De rechtvaardigen die voor Joodse kinderen zorgden
De bijeenkomst ter herdenking van de rechtvaardigen onder de volkeren – niet-Joodse mensen die tijdens de Holocaust Joodse levens redden – was een diep ontroerend eerbetoon aan moed, medemenselijkheid en de kracht van verbondenheid. Deze verzetshelden, vaak anonieme burgers, riskeerden hun eigen levens om Joodse kinderen te verbergen, te voeden en te beschermen tegen de nazi-vernietigingsmachine. Hun daden vormen een moreel kompas dat tot op de dag van vandaag inspireert.

Malgorzata Quinckenstein, auteur van het boek “Stronger than Fear”
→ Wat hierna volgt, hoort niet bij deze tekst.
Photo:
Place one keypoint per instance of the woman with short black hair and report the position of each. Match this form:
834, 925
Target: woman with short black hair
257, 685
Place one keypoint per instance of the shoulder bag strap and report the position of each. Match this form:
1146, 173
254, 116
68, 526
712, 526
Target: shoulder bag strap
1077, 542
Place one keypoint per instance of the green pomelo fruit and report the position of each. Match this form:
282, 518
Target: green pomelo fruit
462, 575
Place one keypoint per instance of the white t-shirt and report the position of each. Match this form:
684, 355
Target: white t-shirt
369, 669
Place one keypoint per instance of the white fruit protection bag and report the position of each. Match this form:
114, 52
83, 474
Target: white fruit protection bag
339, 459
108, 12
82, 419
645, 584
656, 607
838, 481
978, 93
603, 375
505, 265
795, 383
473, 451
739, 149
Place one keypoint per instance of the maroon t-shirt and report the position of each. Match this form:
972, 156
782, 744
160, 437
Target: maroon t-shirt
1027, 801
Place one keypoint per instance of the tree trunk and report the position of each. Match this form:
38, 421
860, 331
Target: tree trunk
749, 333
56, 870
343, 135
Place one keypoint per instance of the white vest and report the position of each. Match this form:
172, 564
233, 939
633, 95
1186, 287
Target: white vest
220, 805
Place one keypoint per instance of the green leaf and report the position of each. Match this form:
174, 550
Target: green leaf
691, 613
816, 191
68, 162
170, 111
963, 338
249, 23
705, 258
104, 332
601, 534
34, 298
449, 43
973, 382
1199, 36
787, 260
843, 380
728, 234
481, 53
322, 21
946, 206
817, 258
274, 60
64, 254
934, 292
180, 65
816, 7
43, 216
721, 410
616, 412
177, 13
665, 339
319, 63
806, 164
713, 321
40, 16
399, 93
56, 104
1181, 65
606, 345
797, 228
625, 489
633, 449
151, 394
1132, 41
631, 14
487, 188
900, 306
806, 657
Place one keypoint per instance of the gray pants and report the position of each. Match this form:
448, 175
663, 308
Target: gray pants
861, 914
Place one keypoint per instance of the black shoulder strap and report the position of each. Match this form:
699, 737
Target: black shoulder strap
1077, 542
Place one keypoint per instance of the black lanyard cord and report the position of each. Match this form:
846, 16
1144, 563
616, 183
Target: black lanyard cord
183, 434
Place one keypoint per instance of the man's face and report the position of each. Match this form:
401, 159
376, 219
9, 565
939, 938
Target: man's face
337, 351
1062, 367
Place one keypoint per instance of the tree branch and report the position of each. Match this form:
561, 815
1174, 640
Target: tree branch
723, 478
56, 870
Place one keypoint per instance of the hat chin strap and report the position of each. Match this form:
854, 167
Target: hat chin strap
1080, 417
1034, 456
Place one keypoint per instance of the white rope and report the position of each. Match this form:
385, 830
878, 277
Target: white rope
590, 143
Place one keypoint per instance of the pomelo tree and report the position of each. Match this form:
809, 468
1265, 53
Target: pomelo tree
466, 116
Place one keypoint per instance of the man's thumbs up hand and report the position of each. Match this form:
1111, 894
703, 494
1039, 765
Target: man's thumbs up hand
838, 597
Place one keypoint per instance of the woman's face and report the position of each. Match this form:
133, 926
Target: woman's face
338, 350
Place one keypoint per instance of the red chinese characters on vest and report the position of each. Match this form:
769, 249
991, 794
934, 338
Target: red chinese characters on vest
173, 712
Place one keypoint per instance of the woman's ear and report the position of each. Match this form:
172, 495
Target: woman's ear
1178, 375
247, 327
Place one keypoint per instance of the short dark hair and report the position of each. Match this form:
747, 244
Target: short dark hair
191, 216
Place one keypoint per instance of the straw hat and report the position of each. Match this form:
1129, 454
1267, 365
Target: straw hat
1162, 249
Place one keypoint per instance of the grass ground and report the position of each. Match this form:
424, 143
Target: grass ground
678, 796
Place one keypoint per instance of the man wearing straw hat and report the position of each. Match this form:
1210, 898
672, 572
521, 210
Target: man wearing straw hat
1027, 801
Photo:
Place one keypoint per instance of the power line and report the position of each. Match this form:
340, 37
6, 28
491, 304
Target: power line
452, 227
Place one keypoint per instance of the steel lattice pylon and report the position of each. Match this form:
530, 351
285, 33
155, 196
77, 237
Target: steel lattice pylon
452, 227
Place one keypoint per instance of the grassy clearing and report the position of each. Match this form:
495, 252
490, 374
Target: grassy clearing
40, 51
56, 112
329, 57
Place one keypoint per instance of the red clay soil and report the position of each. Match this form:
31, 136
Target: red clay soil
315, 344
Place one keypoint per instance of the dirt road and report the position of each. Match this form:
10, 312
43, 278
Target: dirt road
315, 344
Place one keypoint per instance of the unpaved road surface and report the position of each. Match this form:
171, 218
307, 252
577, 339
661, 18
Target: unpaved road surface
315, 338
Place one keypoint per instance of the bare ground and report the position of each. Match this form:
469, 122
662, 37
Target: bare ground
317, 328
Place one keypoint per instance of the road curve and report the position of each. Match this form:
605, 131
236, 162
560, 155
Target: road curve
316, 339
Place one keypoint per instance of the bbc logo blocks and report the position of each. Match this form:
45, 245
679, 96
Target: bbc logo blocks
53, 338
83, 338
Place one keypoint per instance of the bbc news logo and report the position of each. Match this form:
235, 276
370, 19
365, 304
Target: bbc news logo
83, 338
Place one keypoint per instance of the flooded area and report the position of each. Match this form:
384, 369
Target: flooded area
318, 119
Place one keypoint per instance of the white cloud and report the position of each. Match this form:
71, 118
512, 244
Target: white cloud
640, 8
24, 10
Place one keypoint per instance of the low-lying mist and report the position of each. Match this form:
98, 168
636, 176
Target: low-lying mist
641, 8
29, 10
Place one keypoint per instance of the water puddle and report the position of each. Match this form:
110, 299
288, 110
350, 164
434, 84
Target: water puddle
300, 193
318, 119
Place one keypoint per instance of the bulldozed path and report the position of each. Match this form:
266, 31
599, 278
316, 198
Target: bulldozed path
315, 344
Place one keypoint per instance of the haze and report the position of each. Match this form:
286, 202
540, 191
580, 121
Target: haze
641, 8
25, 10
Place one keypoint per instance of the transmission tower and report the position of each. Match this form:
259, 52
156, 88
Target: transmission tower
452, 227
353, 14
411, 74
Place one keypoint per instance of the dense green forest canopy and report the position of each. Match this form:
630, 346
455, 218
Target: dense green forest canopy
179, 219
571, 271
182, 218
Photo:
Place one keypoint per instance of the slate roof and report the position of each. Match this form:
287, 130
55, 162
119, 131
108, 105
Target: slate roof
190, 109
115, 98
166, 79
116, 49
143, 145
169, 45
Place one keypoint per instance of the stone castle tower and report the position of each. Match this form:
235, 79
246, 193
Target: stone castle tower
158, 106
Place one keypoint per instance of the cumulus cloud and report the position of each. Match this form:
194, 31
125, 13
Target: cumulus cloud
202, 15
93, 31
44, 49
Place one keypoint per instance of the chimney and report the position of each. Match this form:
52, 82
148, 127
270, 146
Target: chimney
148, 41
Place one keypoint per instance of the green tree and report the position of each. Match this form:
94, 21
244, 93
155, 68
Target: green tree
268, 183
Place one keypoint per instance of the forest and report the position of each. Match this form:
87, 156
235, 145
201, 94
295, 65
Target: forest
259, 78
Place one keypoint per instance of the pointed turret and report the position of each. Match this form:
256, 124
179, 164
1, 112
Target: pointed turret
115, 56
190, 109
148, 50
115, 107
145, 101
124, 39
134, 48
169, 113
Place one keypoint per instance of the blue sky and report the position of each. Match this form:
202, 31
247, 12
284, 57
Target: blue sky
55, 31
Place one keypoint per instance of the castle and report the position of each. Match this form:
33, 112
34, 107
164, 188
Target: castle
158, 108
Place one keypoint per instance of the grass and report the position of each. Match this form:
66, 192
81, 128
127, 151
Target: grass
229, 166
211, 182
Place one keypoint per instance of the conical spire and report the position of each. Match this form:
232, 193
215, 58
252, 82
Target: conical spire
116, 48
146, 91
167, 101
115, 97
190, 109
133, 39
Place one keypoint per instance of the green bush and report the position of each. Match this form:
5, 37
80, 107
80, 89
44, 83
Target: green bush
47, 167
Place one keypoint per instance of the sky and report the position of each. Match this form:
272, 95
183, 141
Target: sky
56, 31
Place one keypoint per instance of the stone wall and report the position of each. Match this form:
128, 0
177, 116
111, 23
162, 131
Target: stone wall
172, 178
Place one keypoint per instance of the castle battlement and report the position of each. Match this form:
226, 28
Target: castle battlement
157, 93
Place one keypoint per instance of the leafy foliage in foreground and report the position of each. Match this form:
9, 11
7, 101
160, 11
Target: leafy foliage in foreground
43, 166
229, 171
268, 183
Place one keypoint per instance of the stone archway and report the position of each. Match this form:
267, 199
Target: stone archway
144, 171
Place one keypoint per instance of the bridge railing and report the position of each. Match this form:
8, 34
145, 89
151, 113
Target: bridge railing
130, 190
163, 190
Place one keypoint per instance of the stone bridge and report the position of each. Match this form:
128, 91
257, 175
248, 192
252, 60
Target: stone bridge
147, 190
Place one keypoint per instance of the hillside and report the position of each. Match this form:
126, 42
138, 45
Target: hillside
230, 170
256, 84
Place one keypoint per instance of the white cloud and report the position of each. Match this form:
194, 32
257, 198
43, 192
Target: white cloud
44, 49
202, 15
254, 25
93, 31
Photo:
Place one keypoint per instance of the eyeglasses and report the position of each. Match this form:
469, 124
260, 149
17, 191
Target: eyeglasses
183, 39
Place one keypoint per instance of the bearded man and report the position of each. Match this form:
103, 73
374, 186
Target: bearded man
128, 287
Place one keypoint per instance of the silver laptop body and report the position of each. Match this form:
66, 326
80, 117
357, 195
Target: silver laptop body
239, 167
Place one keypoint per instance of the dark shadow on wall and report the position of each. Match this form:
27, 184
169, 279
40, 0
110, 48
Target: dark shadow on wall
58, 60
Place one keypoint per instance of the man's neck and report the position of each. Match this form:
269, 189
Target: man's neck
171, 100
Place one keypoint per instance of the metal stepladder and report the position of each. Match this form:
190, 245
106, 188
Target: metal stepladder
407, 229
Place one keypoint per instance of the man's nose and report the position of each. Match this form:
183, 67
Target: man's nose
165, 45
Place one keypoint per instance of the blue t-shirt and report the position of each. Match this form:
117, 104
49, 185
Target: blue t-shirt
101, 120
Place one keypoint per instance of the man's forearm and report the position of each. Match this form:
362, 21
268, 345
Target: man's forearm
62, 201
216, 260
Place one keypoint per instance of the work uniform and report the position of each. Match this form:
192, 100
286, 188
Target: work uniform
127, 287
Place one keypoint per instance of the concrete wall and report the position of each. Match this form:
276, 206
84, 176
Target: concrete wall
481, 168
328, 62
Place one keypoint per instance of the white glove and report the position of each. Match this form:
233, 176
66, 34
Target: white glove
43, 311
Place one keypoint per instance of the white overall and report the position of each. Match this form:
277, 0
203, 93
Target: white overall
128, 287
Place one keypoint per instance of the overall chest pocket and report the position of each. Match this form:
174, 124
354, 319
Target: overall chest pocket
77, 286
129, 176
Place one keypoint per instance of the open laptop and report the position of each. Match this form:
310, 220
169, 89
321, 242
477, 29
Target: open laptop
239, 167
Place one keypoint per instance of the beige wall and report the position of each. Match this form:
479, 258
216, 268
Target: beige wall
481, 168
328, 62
Wie waren de rechtvaardigen?
De titel Rechtvaardige onder de Volkeren wordt door Yad Vashem, het Israëlische Holocaustherdenkingscentrum, toegekend aan hen die Joden redden uit menslievendheid, zonder financieel gewin. Van de ruim 28.000 erkende rechtvaardigen wereldwijd zijn velen bekend om hun redding van kinderen. Zo smokkelde de Poolse verpleegster Irena Sendler ruim 2.500 Joodse kinderen uit het getto van Warschau, vaak verstopt in koffers of onder tramvloeren. In Nederland redden mensen zoals Johannes Post en Hetty Voûte kinderen via onderduiknetwerken, soms met valse identiteiten in pleeggezinnen of kloosters.
Methoden van redding: creativiteit en samenwerking
De redding van kinderen vereiste brute moed en inventiviteit. Sommige kinderen werden via geheime luiken of schuilplaatsen achter muren verborgen, anderen via ondergrondse scholen of religieuze instellingen. In België bijvoorbeeld werkten kloosters samen met het verzet om honderden kinderen te huisvesten. De rechtvaardigen vervalsten documenten, organiseerden voedselrantsoenen en leerden kinderen christelijke gebeden om ontdekking te voorkomen. Tegelijkertijd bleven velen trouw aan de Joodse identiteit van de kinderen door dagboeken, foto’s of religieuze voorwerpen te bewaren, in de hoop op een hereniging met familie.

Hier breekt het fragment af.